Antik Ebla Şehri’nin Sırrı
Giriş
Yazar: Doç. Dr. Eren Karakoç
Düzenleme: Taha Berk Arslan
Suriye’deki Halep’in 53 km Güneybatı’sında yer alan Antik Ebla Şehri, internet mecrasında çok ünlüdür. Özellikle belli bir kesim tarafından çok sevilmektedir. MÖ. 2600’lerde, Doğu Akdeniz kıyısının en eski yerleşimcileri olan Kenanlılar tarafından kurulan şehir, Sümer Uygarlığı’nın etkisiyle büyük bir medeni seviyeye ulaşmış ve bölgesinin her yönden en güçlü şehir devleti olmuştur. Ancak Ebla, bu özelliği ile ünlü değil, şehirde ele geçen 18.000 civarında kil tablette yer aldığı iddia edilen sonraki semavî dinlerle alakalı bilgilerden dolayı çok ünlüdür. (Antik Ebla Şehri’nin Sırrı)
Antik Tarih’teki Ebla
Bu konuya değinmeden evvel, Ebla’dan biraz daha bahsetmek yararlı olacaktır. Güneydeki Sümer Uygarlığı’ndan siyasî, ekonomik ve dinî olarak etkilenen Ebla, MÖ. 2600’lerden itibaren yer aldığı verimli bölgenin özelliklerinden yararlanarak gelişmiş tarım etkinliği yapmaya başlamıştır. Özellikle buğday, zeytin, incir ve çeşitli meyve ürünleri üretmiştir. Eblalılar, manda, koyun ve domuz başta olmak üzere yoğun hayvancılıkla da ugraşmışlardır. Çevredeki madenlerden gümüş çıkarmış, ve sedir ağaçlarından tahta üretmişlerdir. Tüm bu ürünleri başta Sümer olmak üzere İran’daki Elam, Kuzeydeki Anadolu şehirleri ve Mısır’a satmışlardır. Bu sayede ekonomik olarak çok güçlenen şehir, ticaret yollarının ortasındaki merkezi konumu dolayısıyla gücüne güç katmış ve çevresindeki 17 şehri hâkimiyet altına almıştır.

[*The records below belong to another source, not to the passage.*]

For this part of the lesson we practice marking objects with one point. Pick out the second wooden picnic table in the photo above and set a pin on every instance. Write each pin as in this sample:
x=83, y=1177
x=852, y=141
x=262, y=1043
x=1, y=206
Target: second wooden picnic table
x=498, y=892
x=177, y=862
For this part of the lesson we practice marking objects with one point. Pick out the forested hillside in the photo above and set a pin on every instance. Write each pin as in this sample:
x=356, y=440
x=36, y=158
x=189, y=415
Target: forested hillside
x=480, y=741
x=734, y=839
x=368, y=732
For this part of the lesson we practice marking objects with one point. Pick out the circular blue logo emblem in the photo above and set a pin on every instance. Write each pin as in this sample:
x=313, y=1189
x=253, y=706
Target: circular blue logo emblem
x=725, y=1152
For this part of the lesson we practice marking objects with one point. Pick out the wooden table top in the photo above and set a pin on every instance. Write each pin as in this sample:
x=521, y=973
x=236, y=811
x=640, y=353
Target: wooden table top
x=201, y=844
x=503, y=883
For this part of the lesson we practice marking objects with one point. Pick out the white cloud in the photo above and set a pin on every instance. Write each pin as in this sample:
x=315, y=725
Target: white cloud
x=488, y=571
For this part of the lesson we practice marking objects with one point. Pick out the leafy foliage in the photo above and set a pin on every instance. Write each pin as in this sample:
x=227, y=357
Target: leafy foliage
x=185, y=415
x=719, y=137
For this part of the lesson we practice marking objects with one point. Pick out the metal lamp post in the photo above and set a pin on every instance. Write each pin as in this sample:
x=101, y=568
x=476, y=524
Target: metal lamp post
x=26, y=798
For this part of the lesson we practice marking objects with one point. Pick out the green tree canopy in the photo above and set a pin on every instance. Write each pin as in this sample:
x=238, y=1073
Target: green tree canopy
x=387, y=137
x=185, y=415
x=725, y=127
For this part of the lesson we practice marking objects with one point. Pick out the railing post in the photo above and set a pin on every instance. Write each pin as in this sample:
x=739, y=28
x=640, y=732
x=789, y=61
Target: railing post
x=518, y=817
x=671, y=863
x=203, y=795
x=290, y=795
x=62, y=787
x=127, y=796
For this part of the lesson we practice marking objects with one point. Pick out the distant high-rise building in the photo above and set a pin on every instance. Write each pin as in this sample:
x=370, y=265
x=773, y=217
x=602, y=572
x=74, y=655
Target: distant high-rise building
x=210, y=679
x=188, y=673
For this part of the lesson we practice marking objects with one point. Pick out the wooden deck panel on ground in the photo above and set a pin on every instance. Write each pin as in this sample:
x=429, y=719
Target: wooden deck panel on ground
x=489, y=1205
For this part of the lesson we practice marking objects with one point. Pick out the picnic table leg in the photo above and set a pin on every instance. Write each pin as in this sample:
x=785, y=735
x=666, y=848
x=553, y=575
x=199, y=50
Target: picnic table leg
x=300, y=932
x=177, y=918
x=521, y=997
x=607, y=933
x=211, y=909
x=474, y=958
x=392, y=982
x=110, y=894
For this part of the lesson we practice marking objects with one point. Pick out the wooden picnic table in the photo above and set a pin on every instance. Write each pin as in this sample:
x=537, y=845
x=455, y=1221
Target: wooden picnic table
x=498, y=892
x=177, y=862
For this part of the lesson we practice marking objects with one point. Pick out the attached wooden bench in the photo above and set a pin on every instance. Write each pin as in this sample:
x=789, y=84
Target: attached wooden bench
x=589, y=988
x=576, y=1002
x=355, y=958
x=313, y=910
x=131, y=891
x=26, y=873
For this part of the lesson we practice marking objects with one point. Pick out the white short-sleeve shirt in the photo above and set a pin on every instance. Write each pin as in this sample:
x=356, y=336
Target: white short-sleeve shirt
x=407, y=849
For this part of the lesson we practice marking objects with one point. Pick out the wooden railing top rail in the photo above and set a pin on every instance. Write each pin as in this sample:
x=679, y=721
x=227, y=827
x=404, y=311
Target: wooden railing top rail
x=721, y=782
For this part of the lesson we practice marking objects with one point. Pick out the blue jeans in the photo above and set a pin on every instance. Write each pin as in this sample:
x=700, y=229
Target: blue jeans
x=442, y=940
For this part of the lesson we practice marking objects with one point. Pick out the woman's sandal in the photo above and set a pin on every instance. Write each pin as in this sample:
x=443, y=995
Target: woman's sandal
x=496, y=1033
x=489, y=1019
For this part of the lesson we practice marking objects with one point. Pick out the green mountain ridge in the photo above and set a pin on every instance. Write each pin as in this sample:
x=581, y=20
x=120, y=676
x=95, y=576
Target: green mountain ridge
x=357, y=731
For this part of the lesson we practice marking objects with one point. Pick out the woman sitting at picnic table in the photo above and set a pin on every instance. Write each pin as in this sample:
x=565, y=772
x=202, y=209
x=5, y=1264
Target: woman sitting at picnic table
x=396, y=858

MÖ. 2240’da Akad kralı Naram-Sin’in şehri ele geçirip yakıp yıkmasına kadar Ebla gücünü korumuştur. Sümerler’den yazıyı öğrenen Eblalılar, hem kendi Kenani dillerinde, hem de Sümerce olarak, fonetik (hecesel) çivi yazılı tabletler meydana getirmişlerdir. İlk gelişmiş kütüphaneciliği de Eblalılar ortaya çıkarmıştır. Toplamda 18.000 kadar olan çivi yazılı tabletler, genellikle ticaret, ekonomi alım satım ile ilgili bilgileri içerirken, 5.000 kadarı, eğitim-öğretim, Sümerce-Kenani sözlükler, destanlar tanrısal metinler ve şiirlerin dahil olduğu edebî yazıları içermektedir. Bu tabletlerin içeriğindeki kimi isimler, anlatılar ve şiirler, özellikle 1975-1985 arasında, bilim dünyasında tartışma konusu olmuştur.
Sansasyonel Ebla
Antik Ebla’yı 1964’te kazmaya başlayan Paolo Mathiae, 1974’te ünlü tabletlere ulaşmıştır. Tabletleri yazı uzmanı arkadaşı Giovanni Pettinato ilk elden incelemiş ve büyük bir gizlilik içinde İtalya’ya, Roma Üniversitesi’ne götürmüştür. Sonra da bilim dünyasını heyecanlandıran açıklamalarını ve iddialarını sıralamıştır. İddialarına göre, Tevrat’ta yer alan kimi anlatılar, şiirler, Mikail gibi melekler, Hz. İbrahim başta olmak üzere birkaç peygamber ve kutsal şehirler bu tabletlerde yer almıştır. İncelemelerine göre Ebla’da tek tanrı inancı olmuştur. Bu açıklamaları basında büyük yankı uyandırmasına karşın kendisi, başka bilim insanlarının tabletler üzerinde çalışmasına da uzun süre engel olmuştur. Bu haberleri değerlendiren İsrail, Filistin’in kendilerine ait olduğunu bu tabletlerin de kanıtladığını belirterek baya bir toprağı işgal etmesini kendine göre haklı çıkarmıştır.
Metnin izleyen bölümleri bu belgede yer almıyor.